The baby shower invitations I made? No, I'll save that for tomorrow.
Then I read Jo's post about words and thought I would just talk. Whether you listen or not, it's okay.
Today I went to Idaho Falls to get some shopping done and I took my sister, Lindsey with me. I know a few things will happen whenever I am with her.
I'll hit her (not hard) because she wouldn't stop touching me.
I'll get exasperated
I'll be very happy even though moments before I was frustrated
I love spending time with her. It's never boring. She is so funny and fun to be around. I often wonder what it would be like to have me for an older sister. I try to listen, but I usually want to fix her problems. It's always been that way. When we were younger and we were in elementary school I was very very protective. I was in 6th grade and she was in 3rd. There was a girl that was very mean to her and she would come home crying. I would get SO mad I wrote this girl a litter threatening her and had lindsey give it to her. I wish I could see what that letter said. I also remember coming outside when I would see neighbor kids being mean to her. I would yell at them and threaten them and tell them that if they didn't leave her alone I'd beat them up. I was a scrony little girl, too. But it worked. She would get so mad at me for doing that. Because then, you know, they would tell her she couldn't deal with her own problems. But I couldn't HELP myself.

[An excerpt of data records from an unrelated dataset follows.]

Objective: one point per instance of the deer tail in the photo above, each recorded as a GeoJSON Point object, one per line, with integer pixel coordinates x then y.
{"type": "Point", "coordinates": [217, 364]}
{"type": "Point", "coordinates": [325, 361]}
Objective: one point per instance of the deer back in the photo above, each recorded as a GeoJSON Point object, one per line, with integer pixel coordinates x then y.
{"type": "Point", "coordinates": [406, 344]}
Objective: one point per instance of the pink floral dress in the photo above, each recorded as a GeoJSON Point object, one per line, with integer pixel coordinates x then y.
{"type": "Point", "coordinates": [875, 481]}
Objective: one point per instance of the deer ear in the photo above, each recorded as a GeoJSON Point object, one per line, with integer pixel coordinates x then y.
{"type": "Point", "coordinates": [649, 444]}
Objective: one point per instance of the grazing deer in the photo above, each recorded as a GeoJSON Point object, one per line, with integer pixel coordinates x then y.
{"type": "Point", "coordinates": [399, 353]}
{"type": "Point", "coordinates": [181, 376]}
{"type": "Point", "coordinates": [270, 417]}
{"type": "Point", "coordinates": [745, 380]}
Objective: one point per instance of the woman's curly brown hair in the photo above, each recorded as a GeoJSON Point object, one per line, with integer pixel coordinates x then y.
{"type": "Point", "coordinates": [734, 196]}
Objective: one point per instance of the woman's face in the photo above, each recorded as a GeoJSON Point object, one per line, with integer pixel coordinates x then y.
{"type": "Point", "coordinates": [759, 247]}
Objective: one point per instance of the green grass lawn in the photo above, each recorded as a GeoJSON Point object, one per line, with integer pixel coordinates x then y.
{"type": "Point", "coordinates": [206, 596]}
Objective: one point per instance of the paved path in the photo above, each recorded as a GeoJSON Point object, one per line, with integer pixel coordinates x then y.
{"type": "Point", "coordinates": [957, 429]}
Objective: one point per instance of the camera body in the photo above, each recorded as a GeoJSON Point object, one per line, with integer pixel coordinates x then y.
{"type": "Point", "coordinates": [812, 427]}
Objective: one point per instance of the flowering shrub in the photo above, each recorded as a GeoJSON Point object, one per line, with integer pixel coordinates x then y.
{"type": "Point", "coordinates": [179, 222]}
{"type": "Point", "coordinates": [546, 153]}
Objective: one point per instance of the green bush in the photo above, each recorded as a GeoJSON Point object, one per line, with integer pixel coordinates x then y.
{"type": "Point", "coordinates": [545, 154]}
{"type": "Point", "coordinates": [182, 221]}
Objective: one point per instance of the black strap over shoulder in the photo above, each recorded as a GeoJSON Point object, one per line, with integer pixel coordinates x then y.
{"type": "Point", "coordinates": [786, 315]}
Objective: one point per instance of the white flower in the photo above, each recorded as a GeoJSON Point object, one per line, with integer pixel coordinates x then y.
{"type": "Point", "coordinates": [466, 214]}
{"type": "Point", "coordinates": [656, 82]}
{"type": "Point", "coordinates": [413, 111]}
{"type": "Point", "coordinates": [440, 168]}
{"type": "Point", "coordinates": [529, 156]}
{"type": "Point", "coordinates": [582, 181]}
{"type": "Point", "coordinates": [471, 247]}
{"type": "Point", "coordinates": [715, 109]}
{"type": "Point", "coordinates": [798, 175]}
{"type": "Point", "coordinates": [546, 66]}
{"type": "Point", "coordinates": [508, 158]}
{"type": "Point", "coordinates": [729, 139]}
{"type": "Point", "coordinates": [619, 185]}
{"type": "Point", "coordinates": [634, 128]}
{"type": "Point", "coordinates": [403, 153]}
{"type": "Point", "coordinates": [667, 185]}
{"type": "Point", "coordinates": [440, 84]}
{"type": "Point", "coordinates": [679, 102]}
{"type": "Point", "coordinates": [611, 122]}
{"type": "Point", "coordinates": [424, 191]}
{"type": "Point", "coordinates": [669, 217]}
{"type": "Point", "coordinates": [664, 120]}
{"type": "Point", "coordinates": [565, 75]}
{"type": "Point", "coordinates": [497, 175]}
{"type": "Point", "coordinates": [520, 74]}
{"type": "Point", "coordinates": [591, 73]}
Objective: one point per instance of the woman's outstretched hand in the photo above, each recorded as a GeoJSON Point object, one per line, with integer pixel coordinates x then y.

Then I remember the times that I was mean to her so she would leave me and my friends alone. She would cry and I felt horrible. I would try to apologize and she would scream at me that she didn't care. That happened often.

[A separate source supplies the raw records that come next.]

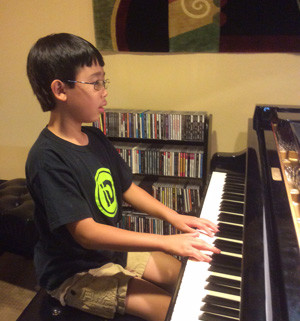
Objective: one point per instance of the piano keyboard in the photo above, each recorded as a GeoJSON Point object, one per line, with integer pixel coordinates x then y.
{"type": "Point", "coordinates": [211, 291]}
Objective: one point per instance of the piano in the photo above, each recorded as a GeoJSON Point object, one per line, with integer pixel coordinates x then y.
{"type": "Point", "coordinates": [254, 198]}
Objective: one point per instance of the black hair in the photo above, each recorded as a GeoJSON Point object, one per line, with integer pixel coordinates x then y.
{"type": "Point", "coordinates": [58, 56]}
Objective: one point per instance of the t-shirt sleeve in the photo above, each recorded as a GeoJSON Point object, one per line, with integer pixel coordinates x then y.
{"type": "Point", "coordinates": [63, 202]}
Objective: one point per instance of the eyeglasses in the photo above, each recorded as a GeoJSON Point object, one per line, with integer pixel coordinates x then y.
{"type": "Point", "coordinates": [97, 84]}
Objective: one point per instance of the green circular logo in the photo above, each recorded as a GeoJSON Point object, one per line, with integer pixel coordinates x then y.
{"type": "Point", "coordinates": [105, 195]}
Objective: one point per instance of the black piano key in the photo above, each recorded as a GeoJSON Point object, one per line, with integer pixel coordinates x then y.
{"type": "Point", "coordinates": [222, 289]}
{"type": "Point", "coordinates": [212, 317]}
{"type": "Point", "coordinates": [235, 180]}
{"type": "Point", "coordinates": [220, 310]}
{"type": "Point", "coordinates": [223, 281]}
{"type": "Point", "coordinates": [221, 301]}
{"type": "Point", "coordinates": [229, 227]}
{"type": "Point", "coordinates": [233, 207]}
{"type": "Point", "coordinates": [226, 261]}
{"type": "Point", "coordinates": [229, 235]}
{"type": "Point", "coordinates": [224, 270]}
{"type": "Point", "coordinates": [233, 197]}
{"type": "Point", "coordinates": [228, 246]}
{"type": "Point", "coordinates": [231, 218]}
{"type": "Point", "coordinates": [234, 189]}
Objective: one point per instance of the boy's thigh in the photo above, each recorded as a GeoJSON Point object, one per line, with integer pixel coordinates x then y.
{"type": "Point", "coordinates": [99, 291]}
{"type": "Point", "coordinates": [102, 291]}
{"type": "Point", "coordinates": [162, 269]}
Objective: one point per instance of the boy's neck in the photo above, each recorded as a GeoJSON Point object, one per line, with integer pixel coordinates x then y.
{"type": "Point", "coordinates": [67, 130]}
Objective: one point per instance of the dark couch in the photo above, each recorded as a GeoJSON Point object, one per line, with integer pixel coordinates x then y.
{"type": "Point", "coordinates": [18, 233]}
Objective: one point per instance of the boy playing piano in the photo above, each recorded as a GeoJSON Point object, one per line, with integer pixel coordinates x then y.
{"type": "Point", "coordinates": [78, 181]}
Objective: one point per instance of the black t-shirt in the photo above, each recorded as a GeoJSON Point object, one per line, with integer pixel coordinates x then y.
{"type": "Point", "coordinates": [70, 183]}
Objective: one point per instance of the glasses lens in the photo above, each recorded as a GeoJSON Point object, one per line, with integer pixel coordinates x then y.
{"type": "Point", "coordinates": [101, 84]}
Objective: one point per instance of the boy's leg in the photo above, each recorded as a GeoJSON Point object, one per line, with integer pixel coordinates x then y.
{"type": "Point", "coordinates": [163, 270]}
{"type": "Point", "coordinates": [150, 297]}
{"type": "Point", "coordinates": [146, 300]}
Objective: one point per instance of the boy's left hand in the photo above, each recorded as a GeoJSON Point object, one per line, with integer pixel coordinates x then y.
{"type": "Point", "coordinates": [187, 223]}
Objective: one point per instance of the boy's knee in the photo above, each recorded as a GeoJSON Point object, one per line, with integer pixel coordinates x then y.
{"type": "Point", "coordinates": [146, 300]}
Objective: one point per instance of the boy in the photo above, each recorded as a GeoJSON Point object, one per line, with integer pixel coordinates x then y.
{"type": "Point", "coordinates": [78, 181]}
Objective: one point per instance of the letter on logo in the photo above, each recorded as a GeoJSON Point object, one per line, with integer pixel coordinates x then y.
{"type": "Point", "coordinates": [105, 195]}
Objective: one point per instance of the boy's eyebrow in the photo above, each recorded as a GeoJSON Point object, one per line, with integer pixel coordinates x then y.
{"type": "Point", "coordinates": [99, 73]}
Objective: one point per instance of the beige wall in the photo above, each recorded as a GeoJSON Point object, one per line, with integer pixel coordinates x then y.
{"type": "Point", "coordinates": [226, 85]}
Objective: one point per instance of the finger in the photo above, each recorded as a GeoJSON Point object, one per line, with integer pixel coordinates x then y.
{"type": "Point", "coordinates": [201, 257]}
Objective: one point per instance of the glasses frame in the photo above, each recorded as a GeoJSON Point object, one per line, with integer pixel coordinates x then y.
{"type": "Point", "coordinates": [97, 84]}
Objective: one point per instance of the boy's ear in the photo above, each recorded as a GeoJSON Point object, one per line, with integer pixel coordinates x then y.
{"type": "Point", "coordinates": [58, 89]}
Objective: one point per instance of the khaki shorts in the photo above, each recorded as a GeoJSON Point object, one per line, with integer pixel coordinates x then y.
{"type": "Point", "coordinates": [102, 291]}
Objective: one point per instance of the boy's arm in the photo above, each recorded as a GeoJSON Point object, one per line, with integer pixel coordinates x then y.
{"type": "Point", "coordinates": [144, 202]}
{"type": "Point", "coordinates": [92, 235]}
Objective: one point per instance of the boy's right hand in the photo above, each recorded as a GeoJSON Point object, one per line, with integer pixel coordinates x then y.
{"type": "Point", "coordinates": [190, 245]}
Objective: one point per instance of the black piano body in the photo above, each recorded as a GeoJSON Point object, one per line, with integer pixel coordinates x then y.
{"type": "Point", "coordinates": [271, 258]}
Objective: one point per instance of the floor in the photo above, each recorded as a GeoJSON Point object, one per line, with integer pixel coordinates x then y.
{"type": "Point", "coordinates": [17, 285]}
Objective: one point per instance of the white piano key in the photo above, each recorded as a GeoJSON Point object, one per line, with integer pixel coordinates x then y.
{"type": "Point", "coordinates": [192, 287]}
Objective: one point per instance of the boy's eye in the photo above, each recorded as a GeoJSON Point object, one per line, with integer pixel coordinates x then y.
{"type": "Point", "coordinates": [101, 83]}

It took us a LONG time to become really good friends. She used to be so annoying and drive me crazy. It wasn't until I was in high school and we were the last two kids at home that we started to get along a bit better. I was a senior when she was a freshman. Even then I didn't take her with me to parties and activities - I regret that.

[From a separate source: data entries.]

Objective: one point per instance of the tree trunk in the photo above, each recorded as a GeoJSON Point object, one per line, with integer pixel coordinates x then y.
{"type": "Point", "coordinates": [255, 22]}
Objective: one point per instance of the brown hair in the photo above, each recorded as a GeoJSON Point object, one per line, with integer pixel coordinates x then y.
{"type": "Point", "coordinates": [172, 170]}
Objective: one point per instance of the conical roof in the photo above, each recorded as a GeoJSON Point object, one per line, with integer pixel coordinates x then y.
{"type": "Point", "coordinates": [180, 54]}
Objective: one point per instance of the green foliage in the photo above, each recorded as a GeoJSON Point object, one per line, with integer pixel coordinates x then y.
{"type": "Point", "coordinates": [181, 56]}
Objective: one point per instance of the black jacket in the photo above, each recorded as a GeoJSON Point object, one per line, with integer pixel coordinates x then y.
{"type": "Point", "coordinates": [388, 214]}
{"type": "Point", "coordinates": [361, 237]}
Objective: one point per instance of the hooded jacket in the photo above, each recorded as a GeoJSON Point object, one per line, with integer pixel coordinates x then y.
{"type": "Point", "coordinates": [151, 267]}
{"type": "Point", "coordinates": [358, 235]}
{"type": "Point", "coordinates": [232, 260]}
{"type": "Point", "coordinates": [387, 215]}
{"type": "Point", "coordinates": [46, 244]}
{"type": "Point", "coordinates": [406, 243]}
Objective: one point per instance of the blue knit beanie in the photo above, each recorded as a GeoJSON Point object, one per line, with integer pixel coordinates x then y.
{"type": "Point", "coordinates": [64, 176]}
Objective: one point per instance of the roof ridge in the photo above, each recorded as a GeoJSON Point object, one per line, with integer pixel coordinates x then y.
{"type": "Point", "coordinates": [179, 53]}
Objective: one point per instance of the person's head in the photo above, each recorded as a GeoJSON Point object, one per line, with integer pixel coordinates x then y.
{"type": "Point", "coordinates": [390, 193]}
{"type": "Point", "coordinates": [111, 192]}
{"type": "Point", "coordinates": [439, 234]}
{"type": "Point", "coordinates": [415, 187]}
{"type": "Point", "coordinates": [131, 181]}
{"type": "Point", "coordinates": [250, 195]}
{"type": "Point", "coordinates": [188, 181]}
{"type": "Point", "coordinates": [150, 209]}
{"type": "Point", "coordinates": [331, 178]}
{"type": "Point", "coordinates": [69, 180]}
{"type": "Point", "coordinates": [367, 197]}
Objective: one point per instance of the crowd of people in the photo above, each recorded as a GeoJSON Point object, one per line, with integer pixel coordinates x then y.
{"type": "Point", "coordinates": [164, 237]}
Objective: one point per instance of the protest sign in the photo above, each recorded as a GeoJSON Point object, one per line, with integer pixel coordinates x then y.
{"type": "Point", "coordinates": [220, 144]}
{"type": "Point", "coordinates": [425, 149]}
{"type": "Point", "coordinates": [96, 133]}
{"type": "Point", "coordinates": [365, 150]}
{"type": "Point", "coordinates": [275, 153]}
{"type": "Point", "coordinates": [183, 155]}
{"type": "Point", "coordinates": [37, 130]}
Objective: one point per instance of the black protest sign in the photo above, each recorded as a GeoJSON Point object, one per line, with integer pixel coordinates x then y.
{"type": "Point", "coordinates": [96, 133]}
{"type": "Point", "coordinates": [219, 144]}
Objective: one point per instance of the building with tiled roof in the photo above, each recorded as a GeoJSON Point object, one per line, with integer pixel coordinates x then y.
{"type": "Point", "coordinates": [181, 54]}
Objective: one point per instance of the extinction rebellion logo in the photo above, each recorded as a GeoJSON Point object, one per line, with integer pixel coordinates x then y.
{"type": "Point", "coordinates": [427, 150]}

I went to college and we hardly talked. My dad would get upset at both of us for not calling and talking to each other, but what did we have to talk about? We were living two different lives and were two completely separate people. And we would both give each other a hard time for not calling the other, but we were both guilty.
Three years later she graduated and came here to Rexburg to school. I was so excited. I was over at her apartment almost every day and we were exercising and hanging out. It was a lot of fun. I felt like I was getting to know her a lot better. We were building a friendship. She didn't stay for the summer semester, she went to Oregon and Boise. I didn't realize then how much I had come to depend on her company.
I would cry (birth control really was making me SUPER emotional) because I was lonley. I felt like I had lost my only friend. I don't think she realizes how much I missed her. She came back in July and I have been so happy to have her back.
As much as we get on each others nerves I don't think either of us would trade the other for another. I hope she will always be able to come to me with anything, knowing I am free of judgment. I need to learn to shut my trap and just listen. I am not looking forward to the day when she leaves, which is why I want her to marry a local farmer so she can't leave! (like I can't :) It would be nice to have babies together and have our kids grow up with each other.
I started this post not knowing what to talk about, but I see I just wanted to talk about my only sister (I have 3 sister in laws that I think are great). I love her and am really enjoying the memories we are building.
Mommies that have little girls who fight and seem to hate each other... don't worry, they will grow up and love each other and come to appreciate each other. We are living proof.
This was taken a few weeks ago on Lindsey's 20th birthday. I can't believe she's 20! It's weird to think that when I turned 20 I was in Park City and drove 4 hours home on my birthday because I wanted to be with Jaren. And that's when I thought I didn't like him :) (that story will come in time)I made these. I tried to take Vicki's cupcake idea (you'll have to go to that link and watch the amazing slide show of her daughter's birthday to see the cupcakes I'm talking about), but instead of making lady bugs I just cut out letters. I didn't have enough cupcakes to spell out, "Happy Birthday Lindsey!" so it turned out, "Lindsey Is 20!" With a swirly. I am pretty sure they were YUMMY (oh wait.. i might have had one while frosting them. Might have. So I might know.)